Con otra casi imperceptible indicación de cabeza, me invita a sacarlo. Creo advertir en sus labios un dejo de desdén, pero trato de no desanimarme y miro a un lado y otro, sugiriendo que necesito un lugar despejado para apoyar la valijita.
No sé si mi actuación está surtiendo efecto, o si se trata de una práctica frecuente en él, pero lejos de apurar el trámite, permitiendo que efectúe la operación sobre la pila de revistas de las mesas, Ezra me ofrece (siempre sin decir palabra, apenas con un sutil gesto de la mano) usar el escritorio, situado en el fondo del local.

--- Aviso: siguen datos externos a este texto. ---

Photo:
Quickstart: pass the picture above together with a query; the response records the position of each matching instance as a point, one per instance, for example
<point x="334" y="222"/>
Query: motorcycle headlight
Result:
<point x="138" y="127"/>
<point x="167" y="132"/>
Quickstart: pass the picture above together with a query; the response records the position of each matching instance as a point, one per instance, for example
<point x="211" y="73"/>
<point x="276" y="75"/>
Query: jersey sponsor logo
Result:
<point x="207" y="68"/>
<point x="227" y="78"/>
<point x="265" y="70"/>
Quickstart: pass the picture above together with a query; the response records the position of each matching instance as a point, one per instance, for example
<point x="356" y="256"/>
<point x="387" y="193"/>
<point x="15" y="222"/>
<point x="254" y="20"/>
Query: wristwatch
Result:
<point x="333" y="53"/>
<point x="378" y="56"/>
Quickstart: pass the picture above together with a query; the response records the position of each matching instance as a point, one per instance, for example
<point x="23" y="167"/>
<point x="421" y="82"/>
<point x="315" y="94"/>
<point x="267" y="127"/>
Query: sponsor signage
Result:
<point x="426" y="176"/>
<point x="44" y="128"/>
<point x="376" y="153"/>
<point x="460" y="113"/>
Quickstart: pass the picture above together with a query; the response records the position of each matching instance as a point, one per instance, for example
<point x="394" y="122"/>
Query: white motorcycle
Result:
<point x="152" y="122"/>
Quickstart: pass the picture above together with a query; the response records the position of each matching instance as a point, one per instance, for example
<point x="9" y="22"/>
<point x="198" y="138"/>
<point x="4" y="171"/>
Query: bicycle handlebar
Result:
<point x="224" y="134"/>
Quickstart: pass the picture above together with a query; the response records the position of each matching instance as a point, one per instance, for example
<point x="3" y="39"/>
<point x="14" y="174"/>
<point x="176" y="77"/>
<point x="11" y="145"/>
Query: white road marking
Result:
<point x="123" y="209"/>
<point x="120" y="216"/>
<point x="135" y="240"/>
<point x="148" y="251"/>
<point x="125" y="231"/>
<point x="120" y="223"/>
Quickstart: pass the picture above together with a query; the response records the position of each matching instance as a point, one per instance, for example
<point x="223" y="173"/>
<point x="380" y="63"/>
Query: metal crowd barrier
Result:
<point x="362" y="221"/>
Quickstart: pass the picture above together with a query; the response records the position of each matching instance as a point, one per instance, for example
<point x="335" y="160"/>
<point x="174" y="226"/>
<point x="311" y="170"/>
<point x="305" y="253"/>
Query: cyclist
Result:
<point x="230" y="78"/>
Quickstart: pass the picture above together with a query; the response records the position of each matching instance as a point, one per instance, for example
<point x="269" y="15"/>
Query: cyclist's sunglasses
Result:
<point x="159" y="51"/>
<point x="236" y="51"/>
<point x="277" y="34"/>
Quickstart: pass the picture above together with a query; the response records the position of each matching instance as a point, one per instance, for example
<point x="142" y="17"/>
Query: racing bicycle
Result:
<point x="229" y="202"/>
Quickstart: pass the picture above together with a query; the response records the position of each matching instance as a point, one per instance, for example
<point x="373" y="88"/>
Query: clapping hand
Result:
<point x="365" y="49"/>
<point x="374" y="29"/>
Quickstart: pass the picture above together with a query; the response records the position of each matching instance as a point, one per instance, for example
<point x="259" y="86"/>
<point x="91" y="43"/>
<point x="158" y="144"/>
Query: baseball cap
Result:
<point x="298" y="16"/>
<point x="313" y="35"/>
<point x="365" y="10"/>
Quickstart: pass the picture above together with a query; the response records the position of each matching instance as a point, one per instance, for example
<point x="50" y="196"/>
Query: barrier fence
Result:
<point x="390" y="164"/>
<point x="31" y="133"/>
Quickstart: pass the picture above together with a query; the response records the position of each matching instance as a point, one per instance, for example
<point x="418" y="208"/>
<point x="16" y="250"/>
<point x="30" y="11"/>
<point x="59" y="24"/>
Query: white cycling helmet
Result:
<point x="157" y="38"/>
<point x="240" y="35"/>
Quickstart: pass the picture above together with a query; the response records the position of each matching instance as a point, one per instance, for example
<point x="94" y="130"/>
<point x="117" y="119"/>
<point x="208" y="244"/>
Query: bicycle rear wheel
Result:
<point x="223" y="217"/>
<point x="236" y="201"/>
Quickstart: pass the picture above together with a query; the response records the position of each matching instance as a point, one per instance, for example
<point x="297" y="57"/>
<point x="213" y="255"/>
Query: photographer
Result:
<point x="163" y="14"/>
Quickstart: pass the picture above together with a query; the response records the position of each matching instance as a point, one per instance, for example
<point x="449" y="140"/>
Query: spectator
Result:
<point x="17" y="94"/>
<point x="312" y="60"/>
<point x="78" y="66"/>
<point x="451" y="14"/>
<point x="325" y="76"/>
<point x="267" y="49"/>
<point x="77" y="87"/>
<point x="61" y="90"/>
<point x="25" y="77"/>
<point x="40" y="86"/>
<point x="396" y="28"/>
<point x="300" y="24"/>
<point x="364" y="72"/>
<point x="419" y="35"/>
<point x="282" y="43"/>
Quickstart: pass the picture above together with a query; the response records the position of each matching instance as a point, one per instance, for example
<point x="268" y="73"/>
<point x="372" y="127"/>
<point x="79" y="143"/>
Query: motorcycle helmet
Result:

Con parsimonia, mimetizado con su elegancia, llego hasta ahí, apoyo suavemente, desprendo las presillas, abro el cierre interno y extraigo el pesado volumen. Me doy vuelta para alcanzárselo, pero el librero ya está detrás de mí. Me ha acompañado. Lo interpreto como un signo de interés. Con ambas manos, como si tratara de una ofrenda, se lo extiendo.
Ezra, que ha dejado, en algún momento, en algún lugar, el ejemplar de Andanzas, se acomoda los lentes y toma el libro. Ceremonialmente, siguiendo el juego de delicadezas, levanta la tapa. Para mi sorpresa, de pronto, como la hija del Chiquito, se vuelve locuaz.